Speaker recognition in a conference
Speaker recognition in a conference
Abstract:
A system and method for identifying a participant during a conference call include the capability to receive a packet containing data that represents audible sounds spoken by one of a plurality of participants in a conference call and to determine a speaker of the audible sounds using voice profile information of the participants. The system and method further include the capability to provide identification information of the speaker to the other participants in the conference call contemporaneously with providing audible sounds based on the data to those participants.
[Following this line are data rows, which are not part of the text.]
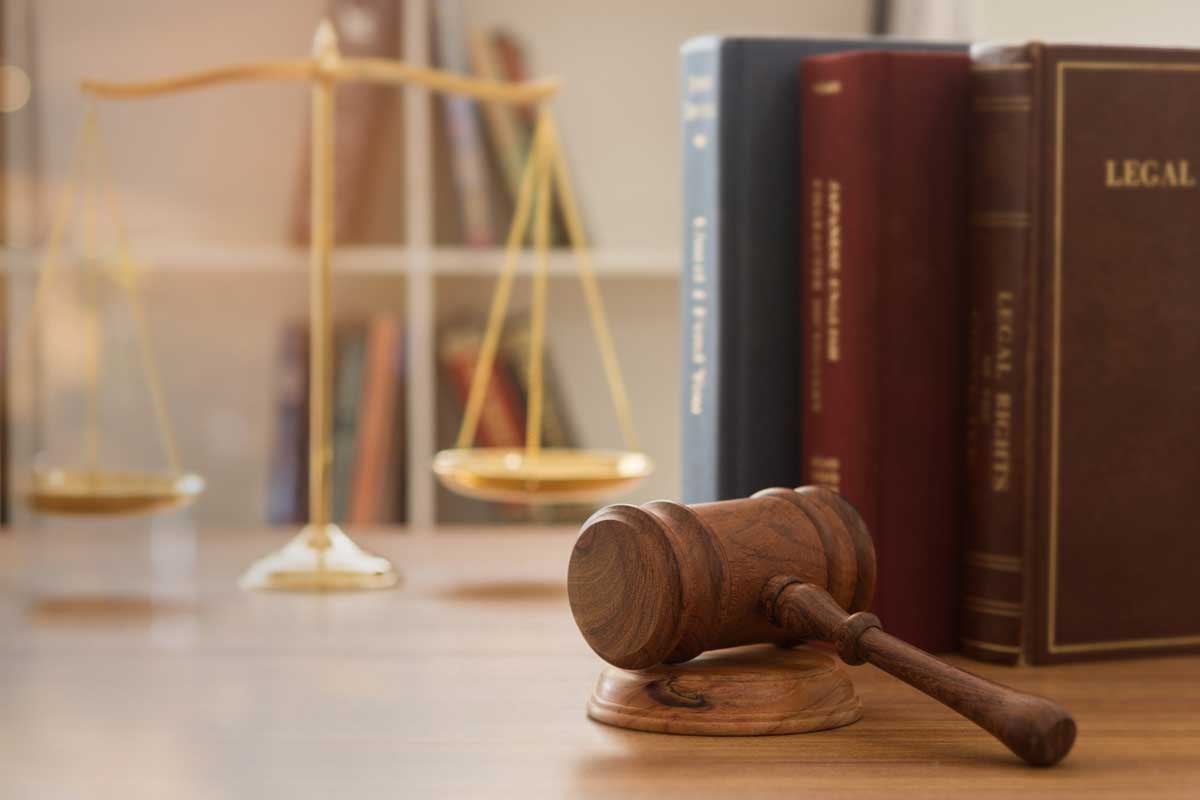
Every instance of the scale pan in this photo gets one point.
(510, 475)
(77, 492)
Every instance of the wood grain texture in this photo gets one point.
(131, 666)
(751, 691)
(1036, 728)
(665, 582)
(645, 579)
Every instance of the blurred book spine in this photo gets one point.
(287, 488)
(468, 161)
(369, 482)
(365, 29)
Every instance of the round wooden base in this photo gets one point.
(750, 691)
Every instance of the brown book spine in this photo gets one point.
(999, 420)
(883, 158)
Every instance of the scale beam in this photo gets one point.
(336, 70)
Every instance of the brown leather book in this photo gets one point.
(1085, 338)
(883, 161)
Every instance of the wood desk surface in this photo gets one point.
(131, 666)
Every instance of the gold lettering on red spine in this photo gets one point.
(816, 289)
(833, 277)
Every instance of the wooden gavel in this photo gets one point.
(664, 582)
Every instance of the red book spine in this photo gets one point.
(883, 163)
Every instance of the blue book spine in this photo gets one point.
(699, 302)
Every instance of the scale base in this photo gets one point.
(303, 565)
(750, 691)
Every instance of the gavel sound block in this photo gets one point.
(659, 584)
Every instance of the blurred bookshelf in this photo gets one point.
(209, 184)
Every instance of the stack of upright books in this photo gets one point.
(958, 288)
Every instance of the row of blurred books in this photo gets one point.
(370, 388)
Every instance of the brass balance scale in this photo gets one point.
(322, 557)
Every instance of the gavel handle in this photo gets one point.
(1036, 728)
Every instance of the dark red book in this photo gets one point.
(883, 157)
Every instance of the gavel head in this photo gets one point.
(664, 582)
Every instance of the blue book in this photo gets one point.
(742, 242)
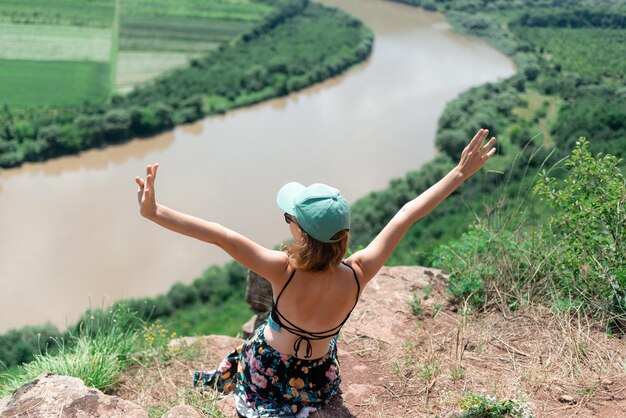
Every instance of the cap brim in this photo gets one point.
(287, 195)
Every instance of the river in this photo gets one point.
(70, 233)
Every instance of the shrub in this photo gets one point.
(573, 258)
(588, 227)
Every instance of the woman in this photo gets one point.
(289, 366)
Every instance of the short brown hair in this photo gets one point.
(310, 254)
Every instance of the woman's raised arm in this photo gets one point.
(268, 263)
(474, 156)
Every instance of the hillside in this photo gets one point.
(398, 364)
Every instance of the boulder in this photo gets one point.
(51, 396)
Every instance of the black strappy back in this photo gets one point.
(303, 335)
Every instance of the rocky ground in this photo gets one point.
(395, 363)
(399, 358)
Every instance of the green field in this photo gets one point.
(73, 38)
(54, 43)
(580, 50)
(207, 9)
(25, 83)
(176, 34)
(95, 13)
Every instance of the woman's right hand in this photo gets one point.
(475, 155)
(145, 193)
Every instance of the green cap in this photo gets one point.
(320, 210)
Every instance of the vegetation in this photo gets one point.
(96, 355)
(562, 245)
(49, 83)
(213, 303)
(298, 44)
(540, 111)
(477, 406)
(573, 258)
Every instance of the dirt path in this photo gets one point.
(398, 364)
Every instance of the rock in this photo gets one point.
(182, 411)
(51, 396)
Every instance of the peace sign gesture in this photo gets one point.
(145, 193)
(475, 155)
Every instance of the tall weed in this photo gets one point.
(566, 249)
(97, 357)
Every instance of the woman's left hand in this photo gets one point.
(476, 154)
(146, 193)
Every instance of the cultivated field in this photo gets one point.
(54, 43)
(60, 52)
(53, 83)
(136, 67)
(96, 13)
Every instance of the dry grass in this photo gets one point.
(396, 364)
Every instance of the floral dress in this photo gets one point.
(267, 383)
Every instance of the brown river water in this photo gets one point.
(70, 233)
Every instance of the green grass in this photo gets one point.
(96, 357)
(244, 10)
(203, 319)
(166, 33)
(580, 50)
(93, 13)
(26, 83)
(56, 43)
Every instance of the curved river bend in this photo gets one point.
(70, 233)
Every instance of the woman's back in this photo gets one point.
(313, 305)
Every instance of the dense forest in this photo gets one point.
(299, 44)
(559, 94)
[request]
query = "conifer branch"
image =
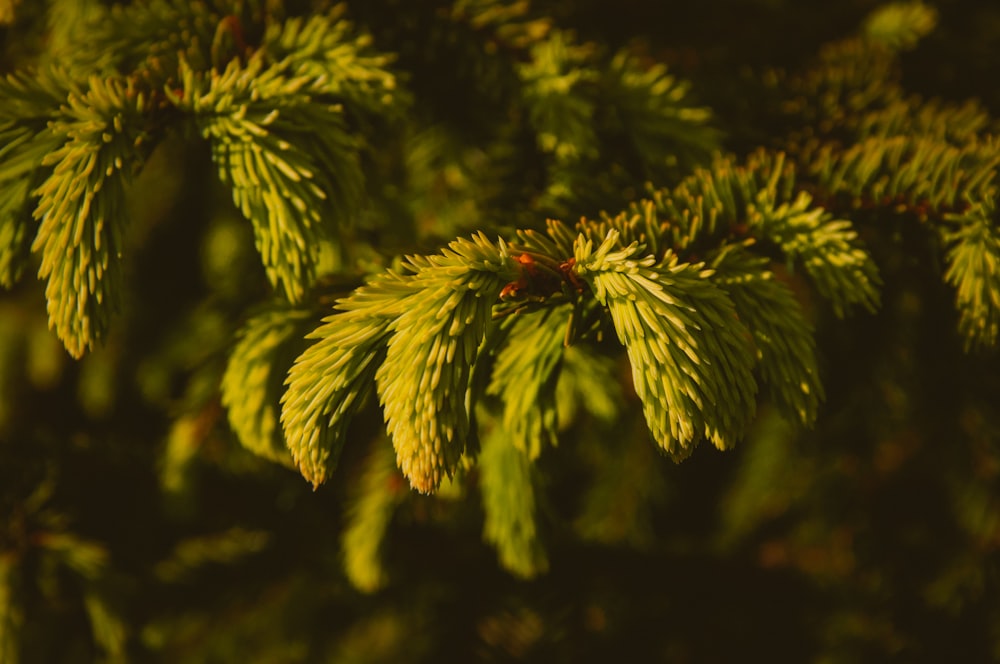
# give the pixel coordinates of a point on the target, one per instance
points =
(81, 207)
(423, 384)
(291, 163)
(340, 64)
(555, 88)
(32, 100)
(253, 382)
(510, 510)
(691, 356)
(424, 326)
(379, 492)
(785, 347)
(525, 375)
(974, 271)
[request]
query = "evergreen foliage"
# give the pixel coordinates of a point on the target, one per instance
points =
(506, 252)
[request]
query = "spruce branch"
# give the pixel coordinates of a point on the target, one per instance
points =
(31, 99)
(507, 484)
(974, 271)
(340, 64)
(289, 159)
(378, 494)
(785, 348)
(81, 207)
(691, 356)
(525, 375)
(417, 332)
(654, 110)
(253, 382)
(558, 86)
(423, 384)
(331, 379)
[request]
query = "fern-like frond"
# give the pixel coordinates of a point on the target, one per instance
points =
(417, 332)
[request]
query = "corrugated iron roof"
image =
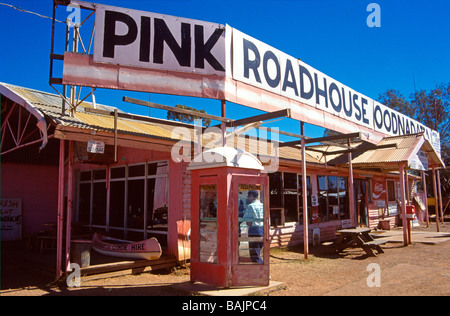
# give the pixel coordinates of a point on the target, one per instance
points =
(50, 105)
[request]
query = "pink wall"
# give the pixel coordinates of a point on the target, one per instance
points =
(37, 186)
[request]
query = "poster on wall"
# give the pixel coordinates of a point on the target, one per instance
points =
(11, 218)
(379, 190)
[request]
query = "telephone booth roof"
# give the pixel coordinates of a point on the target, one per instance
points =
(225, 157)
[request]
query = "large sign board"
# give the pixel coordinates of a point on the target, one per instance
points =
(265, 67)
(137, 50)
(156, 41)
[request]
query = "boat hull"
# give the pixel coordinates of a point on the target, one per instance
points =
(148, 249)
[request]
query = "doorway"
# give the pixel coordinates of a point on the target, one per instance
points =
(361, 209)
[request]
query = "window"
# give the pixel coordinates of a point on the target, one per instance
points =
(391, 190)
(333, 198)
(138, 200)
(286, 196)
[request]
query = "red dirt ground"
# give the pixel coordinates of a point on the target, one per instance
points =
(418, 269)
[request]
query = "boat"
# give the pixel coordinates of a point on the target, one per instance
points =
(148, 249)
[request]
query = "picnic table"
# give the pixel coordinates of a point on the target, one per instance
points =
(358, 238)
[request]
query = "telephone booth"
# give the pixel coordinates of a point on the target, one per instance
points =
(229, 219)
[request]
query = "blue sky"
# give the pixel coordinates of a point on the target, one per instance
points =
(410, 50)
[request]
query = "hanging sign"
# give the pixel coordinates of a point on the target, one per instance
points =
(265, 67)
(95, 147)
(419, 161)
(144, 51)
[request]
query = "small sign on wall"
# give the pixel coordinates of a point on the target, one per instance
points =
(11, 218)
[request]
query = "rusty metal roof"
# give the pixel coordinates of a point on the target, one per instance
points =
(389, 158)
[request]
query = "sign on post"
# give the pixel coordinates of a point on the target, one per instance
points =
(11, 218)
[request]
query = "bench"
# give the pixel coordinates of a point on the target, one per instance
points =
(358, 238)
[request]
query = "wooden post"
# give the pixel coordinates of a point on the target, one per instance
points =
(223, 125)
(438, 178)
(436, 202)
(60, 216)
(304, 194)
(351, 190)
(426, 200)
(69, 204)
(403, 205)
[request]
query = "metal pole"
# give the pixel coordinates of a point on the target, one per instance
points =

Shmuel Shaffer and Michael E. Knappe, US patent 6,853,716.
Slide Notes
Shmuel Shaffer and Michael E. Knappe, “System and method for identifying a participant during a conference call”, Assignee: Cisco Technology, Inc. (San Jose, CA), United States Patent 6,853,716, February 8, 2005, Filed: April 16, 2001.
Transcript
[slide451] I mentioned the system for speaker recognition, and this is the information on the patent, you can read about it if you're interested. But speaker recognition is also powerful in a number of other settings. So I had a thesis some time ago of looking at speaker recognition in a mobile device to be able to do user authentication. Why is this an interesting thing? Well, how many people typically use a given handset? A fairly small number of people, right? One or two people, maybe a slightly bigger number in a family. So what's the advantage of using speaker recognition to recognize the user? It means as soon as they pick the device up and start talking, we can authenticate the user. And if they put it down and someone else picks it up, will it behave as their device? No, because it will say, no, you're not my user. Mark Smith, some time ago, who's responsible for the chip that's used in lots and lots of these optical mice, said, hey, why don't, yes, use the camera in a phone, so that you recognize the user when they pick it up, and you can say, no, no glasses, no beard, no service. Why is this so powerful? Because it means the user doesn't have to remember a PIN code and put it in. It makes the user experience much better. And it increases the security. So why do we want to have speaker recognition in a conference? Because quite often we're in conferences with people where we don't know all of the other people, so we don't recognize the voices. In fact, in many cases, particularly, I know in my case, in a foreign language, for me, it may be very, very hard to tell people apart, because I'm not used to the difference in the accents of the particular speakers. And to me, I can't discriminate between them. And so the result is, OK, now, who said that? Now, as you get to know people better and better, then you'll recognize them by their distinctive speech. But initially, this is incredibly helpful.